Doctor visits can be stressful for humans and animals alike.  If your pittie, or any dog for that matter, has stress at a vet visit, bad memories are created that affect future vet visit which cause further stress.  If your dog is too stressed, it affects how well a veterinarian can perform a thorough physical exam.  This means your veterinarian has less information to determine your dog’s health.  As a dog owner, there are things you can do to help reduce some of the stress associated with visits to the veterinary office.

An important way to help your dog feel less stress at the veterinary office is to make sure your dog is properly socialized.  This helps to reduce fear to new situations, new places, and new people.  To socialize your dog, you should start by gradually going to new places.  You should start going to places with minimal stimulation.  As you see your dog happily exploring these areas you can start to go to busier places with more movement, noise and people.

You need to be able to recognize when your dog seems stressed.  This poster at the end will show you the various signs of stress your dog can display.  If you take your dog to a new place and you see any of these signs, you should move your dog away from what seems to be causing the stress until you see signs your dog has relaxed; your dog may be telling you that you need to make smaller changes to get to that new place in order to keep your dog from stressing.  For example, if you put your dog in the car to take him to the park and he lays flat on the seat and keeps his head as close to the car sit for the entire ride to the park, your dog is letting you know that the car ride is stressful.  If your dog travels well in the car but when you get to the park, as you walk towards another person or dog and your dog stiffens and cowers, your dog is telling you he is anxious and you should veer away from the person or dog.  It is helpful to bring really tasty treats with you when you take your dog anywhere new.  If your dog is anxious or afraid, your dog probably won’t eat treats; you can use this as a gauge of your dog’s feelings.

Another way to help your dog feel less stress at the veterinary office is to make your dog feel comfortable with having its entire body touched and handled.  As pet owners, we commonly pet our dogs lovingly.  But seldom do we hold our dogs head still with a hand over the eyes and a hand under the chin.  This is something that happens during a vet visit.  You also want to have your dog comfortable with having its mouth examined by having the lips pulled up and out.  You should practice holding your dog’s tail and lifting it up.  You should also make sure your dog is comfortable with being touched on the belly and between the front and back legs.  This is another time when tasty treats can help you desensitize your dog to various touching.  You can lift a lip and then immediately give your dog a treat; lift your dog’s foot and touch the nails and give your dog a treat.  You can also teach your dog to lay down and then lay on its side so that if the veterinarian needs to examine your dog’s skin on the belly, your dog feels less stress being laid down on its side.
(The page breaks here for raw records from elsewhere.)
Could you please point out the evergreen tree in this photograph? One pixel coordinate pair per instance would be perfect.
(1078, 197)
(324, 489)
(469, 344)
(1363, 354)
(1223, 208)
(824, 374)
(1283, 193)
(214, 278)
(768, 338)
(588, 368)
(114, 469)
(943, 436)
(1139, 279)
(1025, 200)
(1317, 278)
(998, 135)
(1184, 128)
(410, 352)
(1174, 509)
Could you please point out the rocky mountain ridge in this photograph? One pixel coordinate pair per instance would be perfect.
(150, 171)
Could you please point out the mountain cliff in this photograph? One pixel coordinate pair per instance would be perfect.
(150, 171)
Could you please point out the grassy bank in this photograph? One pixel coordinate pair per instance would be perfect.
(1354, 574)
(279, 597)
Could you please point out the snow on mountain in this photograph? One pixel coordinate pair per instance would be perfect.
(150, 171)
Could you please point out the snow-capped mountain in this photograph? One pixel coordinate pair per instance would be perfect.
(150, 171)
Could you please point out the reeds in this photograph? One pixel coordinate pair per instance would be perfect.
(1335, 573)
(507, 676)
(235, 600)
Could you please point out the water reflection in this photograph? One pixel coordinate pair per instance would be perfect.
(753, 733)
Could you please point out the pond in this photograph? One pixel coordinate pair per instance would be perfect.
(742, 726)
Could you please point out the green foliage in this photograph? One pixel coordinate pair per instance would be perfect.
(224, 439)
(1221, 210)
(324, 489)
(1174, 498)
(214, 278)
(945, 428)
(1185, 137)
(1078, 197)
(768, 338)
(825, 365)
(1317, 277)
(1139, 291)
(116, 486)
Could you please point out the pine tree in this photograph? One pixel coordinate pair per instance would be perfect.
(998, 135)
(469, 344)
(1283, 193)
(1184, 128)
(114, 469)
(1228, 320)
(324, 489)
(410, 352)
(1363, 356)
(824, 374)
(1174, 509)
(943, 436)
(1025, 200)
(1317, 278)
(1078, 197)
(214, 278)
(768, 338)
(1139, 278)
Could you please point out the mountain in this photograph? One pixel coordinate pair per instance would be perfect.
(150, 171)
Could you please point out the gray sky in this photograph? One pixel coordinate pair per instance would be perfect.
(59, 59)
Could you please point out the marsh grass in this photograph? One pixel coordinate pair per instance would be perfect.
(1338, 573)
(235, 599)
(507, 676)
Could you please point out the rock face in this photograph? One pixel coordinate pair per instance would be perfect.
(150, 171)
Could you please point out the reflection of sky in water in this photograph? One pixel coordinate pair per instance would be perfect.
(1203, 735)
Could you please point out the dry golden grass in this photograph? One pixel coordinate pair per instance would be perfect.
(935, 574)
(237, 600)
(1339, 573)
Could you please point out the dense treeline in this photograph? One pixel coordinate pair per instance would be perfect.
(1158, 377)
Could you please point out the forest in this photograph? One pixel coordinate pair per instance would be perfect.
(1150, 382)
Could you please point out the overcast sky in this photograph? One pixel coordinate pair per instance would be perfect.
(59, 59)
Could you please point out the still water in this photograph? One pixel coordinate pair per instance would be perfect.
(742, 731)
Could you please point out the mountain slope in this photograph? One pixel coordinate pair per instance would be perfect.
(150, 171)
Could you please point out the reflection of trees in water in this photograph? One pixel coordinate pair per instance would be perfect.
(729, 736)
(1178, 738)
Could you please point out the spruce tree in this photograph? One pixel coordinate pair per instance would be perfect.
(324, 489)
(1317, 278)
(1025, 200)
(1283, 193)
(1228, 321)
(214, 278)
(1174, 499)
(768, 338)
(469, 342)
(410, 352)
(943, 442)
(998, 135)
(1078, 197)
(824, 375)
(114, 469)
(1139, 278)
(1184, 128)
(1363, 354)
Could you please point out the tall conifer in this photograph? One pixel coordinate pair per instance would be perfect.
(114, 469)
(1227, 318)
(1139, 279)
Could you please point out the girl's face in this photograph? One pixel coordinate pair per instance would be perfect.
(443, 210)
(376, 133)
When you take your dog to the veterinary clinic, make sure to have a well-fitting collar or harness on your dog with a leash attached.  A retractable leash is never a good idea to use when going to the vet’s office.  Retractable leashes allow dogs too much freedom of movement which could result in your dog rushing up to another dog, cat or person who doesn’t want to interact with your dog.  Retractable leashes can also get wrapped around your dog’s body or legs causing injury.

You should always bring along your dog’s favorite tasty treat when going to the vet’s office.  This treat should be extra-special.  If your dog typically loves the Milk-Bones they get daily, bring something that is tastier.  Good examples of special treats to bring to the vet visit are string cheese, cut up chicken, steak or hotdogs.

If you have problems reducing your dog’s stress, you can discuss ways to help your dog with your veterinarian.  If you have any concerns that your dog may have stress during the vet visit, you should speak up before the exam so that the entire veterinary staff is aware that your dog needs to be handled with extra care.